Carla Beni reconnaît les difficultés engendrées par la guerre en Ukraine et la hausse des taux d’intérêt internationaux, mais affirme que Dilma a un élément en sa faveur : la restauration de l’image du Brésil à l’étranger après l’investiture de Lula. « La direction de Dilma peut améliorer l’image et la pertinence de la banque et cela renforce la position, car le gouvernement a annoncé et dit très clairement qu’il veut renforcer l’alliance du Brésil avec le monde. Le président Lula a ouvert le gouvernement en disant que le Brésil est revenu à la table des négociations », explique-t-il.

Expérience

Un autre élément important pointé du doigt par les deux spécialistes se trouve dans le CV du nouveau commandant du NDB. Les présidents de la Russie, Vladimir Poutine, et de la Chine, Xi Jinping, commandaient les pays lorsque Dilma était présidente de la République. Cela, selon eux, donne à Dilma un sens politique.

« Un ancien président [de um país], quel qu’il soit, est pertinent parce qu’il a accès aux autres chefs d’État. Pour la banque elle-même, la nomination de Dilma a eu un signal positif. Il y a un détail auquel les gens ne prêtent pas beaucoup d’attention. Dilma a été l’une des fondatrices de Banco do Brics en 2014, elle y a donc une représentation interne et un transit très apprécié du point de vue de la banque », se souvient Beni.

« Dilma a deux points fondamentaux qui peuvent marquer son administration. Premièrement, il y a une volonté beaucoup plus grande de la part de la Chine d’aller de l’avant avec la NDB, mais aussi d’amener de nouveaux partenaires dans la banque. En d’autres termes, la possibilité que de nouvelles ressources entrent dans la banque et cela tire également parti de la capacité des entreprises brésiliennes, ce qui est un facteur positif », souligne Lucena.

échange de pouvoir

Le 10 dernier, la banque a officiellement communiqué que l’actuel président, le Brésilien Marcos Troyjo, quittera l’institution le 24 mars. Secrétaire spécial pour le commerce extérieur et les relations internationales de l’ancien ministère de l’Économie, Troyjo occupe la présidence de la NDB depuis juillet 2020. Selon le communiqué officiel, la succession a été convenue d’un commun accord avec le gouvernement actuel et obéit à la gouvernance et aux procédures de la institution.

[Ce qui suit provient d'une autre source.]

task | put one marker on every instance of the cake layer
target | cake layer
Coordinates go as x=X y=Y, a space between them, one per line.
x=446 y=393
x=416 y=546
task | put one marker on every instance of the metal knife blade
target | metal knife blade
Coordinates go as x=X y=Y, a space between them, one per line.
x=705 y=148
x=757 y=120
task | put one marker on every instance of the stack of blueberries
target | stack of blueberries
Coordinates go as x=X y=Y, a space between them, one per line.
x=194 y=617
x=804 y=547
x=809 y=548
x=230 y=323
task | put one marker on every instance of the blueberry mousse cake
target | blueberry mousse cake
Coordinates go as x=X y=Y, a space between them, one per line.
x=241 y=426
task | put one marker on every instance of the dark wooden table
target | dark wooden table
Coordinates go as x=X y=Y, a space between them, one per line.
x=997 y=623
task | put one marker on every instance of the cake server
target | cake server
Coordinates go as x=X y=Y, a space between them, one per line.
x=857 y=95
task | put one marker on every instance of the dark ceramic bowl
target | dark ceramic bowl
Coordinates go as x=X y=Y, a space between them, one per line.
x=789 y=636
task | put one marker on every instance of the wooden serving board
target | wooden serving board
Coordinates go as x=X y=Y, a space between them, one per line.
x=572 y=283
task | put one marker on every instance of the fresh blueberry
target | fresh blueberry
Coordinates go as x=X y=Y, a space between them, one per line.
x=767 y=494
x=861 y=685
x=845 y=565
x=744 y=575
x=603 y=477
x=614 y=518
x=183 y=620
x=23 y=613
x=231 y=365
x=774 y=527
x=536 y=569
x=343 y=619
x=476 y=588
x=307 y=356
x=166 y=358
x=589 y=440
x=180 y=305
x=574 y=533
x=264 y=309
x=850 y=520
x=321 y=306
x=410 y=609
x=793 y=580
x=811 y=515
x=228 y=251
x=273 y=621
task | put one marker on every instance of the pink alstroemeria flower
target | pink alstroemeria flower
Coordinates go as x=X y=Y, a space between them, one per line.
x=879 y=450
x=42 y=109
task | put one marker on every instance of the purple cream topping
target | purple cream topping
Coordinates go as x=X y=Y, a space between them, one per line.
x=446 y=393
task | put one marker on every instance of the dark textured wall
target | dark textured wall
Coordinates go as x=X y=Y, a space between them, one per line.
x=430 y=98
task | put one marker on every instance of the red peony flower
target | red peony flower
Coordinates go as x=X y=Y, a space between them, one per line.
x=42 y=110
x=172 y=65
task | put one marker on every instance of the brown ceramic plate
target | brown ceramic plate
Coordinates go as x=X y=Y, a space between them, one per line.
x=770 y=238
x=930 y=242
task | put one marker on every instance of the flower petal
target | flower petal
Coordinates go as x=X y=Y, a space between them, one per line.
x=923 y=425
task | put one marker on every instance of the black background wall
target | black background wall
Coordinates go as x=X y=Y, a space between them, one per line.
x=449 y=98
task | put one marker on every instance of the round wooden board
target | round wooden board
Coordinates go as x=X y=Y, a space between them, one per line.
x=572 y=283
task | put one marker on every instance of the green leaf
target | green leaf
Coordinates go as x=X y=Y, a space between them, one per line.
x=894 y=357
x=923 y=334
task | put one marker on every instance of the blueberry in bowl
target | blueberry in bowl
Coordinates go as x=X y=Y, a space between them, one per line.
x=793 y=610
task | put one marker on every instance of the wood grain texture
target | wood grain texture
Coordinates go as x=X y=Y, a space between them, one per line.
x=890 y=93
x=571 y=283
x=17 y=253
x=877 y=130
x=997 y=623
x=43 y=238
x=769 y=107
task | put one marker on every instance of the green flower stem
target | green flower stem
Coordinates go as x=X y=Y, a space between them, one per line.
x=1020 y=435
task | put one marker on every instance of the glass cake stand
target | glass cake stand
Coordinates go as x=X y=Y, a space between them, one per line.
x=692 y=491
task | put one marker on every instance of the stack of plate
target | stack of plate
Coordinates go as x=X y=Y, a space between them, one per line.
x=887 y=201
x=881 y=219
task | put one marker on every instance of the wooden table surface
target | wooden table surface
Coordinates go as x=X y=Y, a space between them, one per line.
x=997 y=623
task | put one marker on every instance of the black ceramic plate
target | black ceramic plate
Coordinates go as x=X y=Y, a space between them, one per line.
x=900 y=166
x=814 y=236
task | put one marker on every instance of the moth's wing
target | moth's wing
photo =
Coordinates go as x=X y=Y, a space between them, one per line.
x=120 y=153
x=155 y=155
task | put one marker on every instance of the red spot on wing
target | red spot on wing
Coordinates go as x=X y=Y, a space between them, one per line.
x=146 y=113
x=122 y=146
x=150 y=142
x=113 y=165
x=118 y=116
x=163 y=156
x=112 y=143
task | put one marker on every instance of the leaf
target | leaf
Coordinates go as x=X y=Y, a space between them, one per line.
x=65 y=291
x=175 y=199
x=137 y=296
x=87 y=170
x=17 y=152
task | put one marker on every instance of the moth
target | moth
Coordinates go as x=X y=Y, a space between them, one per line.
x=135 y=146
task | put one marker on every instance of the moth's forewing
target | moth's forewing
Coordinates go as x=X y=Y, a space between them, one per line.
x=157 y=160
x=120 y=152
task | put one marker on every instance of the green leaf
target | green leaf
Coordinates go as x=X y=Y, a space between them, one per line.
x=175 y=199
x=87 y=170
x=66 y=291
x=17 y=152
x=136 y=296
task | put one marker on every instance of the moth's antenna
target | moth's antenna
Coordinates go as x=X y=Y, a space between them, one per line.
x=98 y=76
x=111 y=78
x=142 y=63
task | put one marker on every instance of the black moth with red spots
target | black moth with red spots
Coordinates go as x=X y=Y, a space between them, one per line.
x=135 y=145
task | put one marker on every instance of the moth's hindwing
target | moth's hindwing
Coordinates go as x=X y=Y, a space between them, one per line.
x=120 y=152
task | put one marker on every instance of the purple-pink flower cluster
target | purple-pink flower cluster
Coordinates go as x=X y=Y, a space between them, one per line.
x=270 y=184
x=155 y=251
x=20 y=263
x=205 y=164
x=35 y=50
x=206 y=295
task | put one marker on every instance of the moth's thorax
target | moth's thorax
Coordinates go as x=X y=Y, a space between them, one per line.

Dilma présidera la banque jusqu’en juillet 2025, date à laquelle le mandat tournant entre les pays fondateurs de l’institution financière prendra fin. Après l’entrée en fonction du président Lula, le gouvernement a articulé le changement de pouvoir, en consultant tous les partenaires. Vendredi prochain (24), le jour même où Troyjo quitte ses fonctions, Dilma sera officiellement élue pour assumer le poste à Shanghai, mais une cérémonie d’investiture officielle est prévue lors du voyage de Lula en Chine.

Dans le communiqué publié le 10, la NDB a énuméré les réalisations de la gestion de Troyjo, telles que l’expansion du portefeuille de crédit à 32 milliards de dollars américains qui financent près de 100 projets et l’amélioration de la notation de la banque par les agences de risque, avec une note AA+. pour les opérations de longue durée. Cette note est supérieure à celle des quatre premières banques américaines.